On March 29, 2025, many folks went outside to catch a glimpse of the partially eclipsed Sun, as the Earth carried them through the Moon’s shadow. PUNCH, orbiting high overhead, also passed through the shadow. Orbital velocities are high, so each spacecraft passed through the darkest part of the partial eclipse (the Moon’s penumbra) at a slightly different time, about eight minutes apart. Even though the instruments’ doors are still closed for commissioning, PUNCH registered the eclipse.
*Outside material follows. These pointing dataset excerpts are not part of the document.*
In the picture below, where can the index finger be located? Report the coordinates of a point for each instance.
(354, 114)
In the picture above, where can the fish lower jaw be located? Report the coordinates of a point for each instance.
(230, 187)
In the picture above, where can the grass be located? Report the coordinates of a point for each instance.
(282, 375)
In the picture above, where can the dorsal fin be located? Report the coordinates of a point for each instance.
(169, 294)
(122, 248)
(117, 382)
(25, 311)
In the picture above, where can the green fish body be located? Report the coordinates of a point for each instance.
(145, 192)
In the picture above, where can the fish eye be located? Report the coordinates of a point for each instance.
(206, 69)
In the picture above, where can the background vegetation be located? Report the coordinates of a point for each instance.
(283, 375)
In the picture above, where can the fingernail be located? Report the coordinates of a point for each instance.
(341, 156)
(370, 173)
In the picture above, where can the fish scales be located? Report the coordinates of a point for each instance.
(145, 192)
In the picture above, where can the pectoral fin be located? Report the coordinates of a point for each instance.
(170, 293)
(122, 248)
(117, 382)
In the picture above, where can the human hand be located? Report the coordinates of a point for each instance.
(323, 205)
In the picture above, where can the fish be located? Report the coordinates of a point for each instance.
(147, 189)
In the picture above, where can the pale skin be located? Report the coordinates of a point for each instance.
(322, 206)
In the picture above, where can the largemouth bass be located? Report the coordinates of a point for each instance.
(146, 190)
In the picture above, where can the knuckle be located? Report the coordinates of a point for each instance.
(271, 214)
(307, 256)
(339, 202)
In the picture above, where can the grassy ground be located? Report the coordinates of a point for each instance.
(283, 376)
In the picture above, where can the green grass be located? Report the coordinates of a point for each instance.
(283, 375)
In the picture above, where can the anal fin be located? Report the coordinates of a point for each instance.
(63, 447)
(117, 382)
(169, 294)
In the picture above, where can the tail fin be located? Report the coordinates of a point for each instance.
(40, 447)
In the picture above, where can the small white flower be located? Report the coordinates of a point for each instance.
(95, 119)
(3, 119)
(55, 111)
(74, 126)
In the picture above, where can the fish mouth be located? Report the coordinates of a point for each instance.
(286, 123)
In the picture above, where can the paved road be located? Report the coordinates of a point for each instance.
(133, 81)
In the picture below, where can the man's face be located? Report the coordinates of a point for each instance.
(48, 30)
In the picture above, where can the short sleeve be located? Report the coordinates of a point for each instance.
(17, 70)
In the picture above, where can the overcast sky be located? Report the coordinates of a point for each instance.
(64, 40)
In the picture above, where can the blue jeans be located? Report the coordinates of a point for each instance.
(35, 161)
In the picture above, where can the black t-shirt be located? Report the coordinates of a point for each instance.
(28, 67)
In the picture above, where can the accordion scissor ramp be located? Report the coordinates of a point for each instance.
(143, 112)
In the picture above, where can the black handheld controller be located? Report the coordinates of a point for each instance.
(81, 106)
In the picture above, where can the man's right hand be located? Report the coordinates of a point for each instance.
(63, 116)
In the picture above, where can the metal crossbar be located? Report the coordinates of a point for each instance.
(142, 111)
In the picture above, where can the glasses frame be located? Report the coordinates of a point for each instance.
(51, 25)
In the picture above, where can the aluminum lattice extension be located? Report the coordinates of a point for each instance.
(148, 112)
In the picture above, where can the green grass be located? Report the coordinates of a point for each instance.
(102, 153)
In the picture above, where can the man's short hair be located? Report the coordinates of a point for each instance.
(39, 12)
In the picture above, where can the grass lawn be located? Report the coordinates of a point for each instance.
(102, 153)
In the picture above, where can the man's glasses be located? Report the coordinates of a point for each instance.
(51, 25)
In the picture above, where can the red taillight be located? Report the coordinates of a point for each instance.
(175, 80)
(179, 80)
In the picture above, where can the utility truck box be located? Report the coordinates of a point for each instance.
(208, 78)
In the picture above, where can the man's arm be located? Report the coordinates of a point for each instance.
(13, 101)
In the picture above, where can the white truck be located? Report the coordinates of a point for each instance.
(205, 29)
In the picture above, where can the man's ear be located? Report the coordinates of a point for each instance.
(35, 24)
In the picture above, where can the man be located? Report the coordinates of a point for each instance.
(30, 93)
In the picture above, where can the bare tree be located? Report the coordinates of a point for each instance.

During the brief interval of darkest shadow, the solar arrays couldn’t keep up with on-board power usage and each spacecraft briefly switched to battery power, using slightly less than 1% of its battery capacity to keep operating normally through the brief gap.

While making its unique observations, PUNCH will augment a fleet of international spacecraft observing the Sun and solar system, including NASA's Parker Solar Probe and STEREO missions, the European Space Agency's (ESA) Solar Orbiter and Jupiter Icy Moon Explorer (JUICE) missions, and the ESA/Japanese Space Agency's (JAXA) BepiColombo mission, all of which afford unique joint science opportunities. The longitudinal trajectories of these missions are shown along with the orbits of Mercury, Venus, and Mars relative to an Earth-stationary frame of reference. On this scale, PUNCH is always located at Earth. Trajectories were generated by the Austrian Space Weather Office / GeoSphere Austria (Möstl/Davies/Weiler) – further details and additional movies available.

The Science Operations Center (SOC) for PUNCH received the first data packets from the four spacecraft. The data downlinks included both engineering and test image packets. The SOC successfully decompressed the packets and reconstructed the expected striped test pattern image. Using a test pattern allows the SOC to verify that data is properly transmitted and formed into images. The spacecraft sends engineering packets down alongside the images that indicate spacecraft parameters such as orientation and position. The SOC’s automated processing routines ingested this data and confirmed the spacecraft are pointing toward the Sun as expected. A good estimate of the spacecraft pointing is critical for the SOC’s data processing; it would not be possible to construct the seamless mosaics required to answer PUNCH’s science questions without it. The next step is to collect and process calibration images without light on the sensor, commonly called dark images. More information about the SOC processing can be found on GitHub.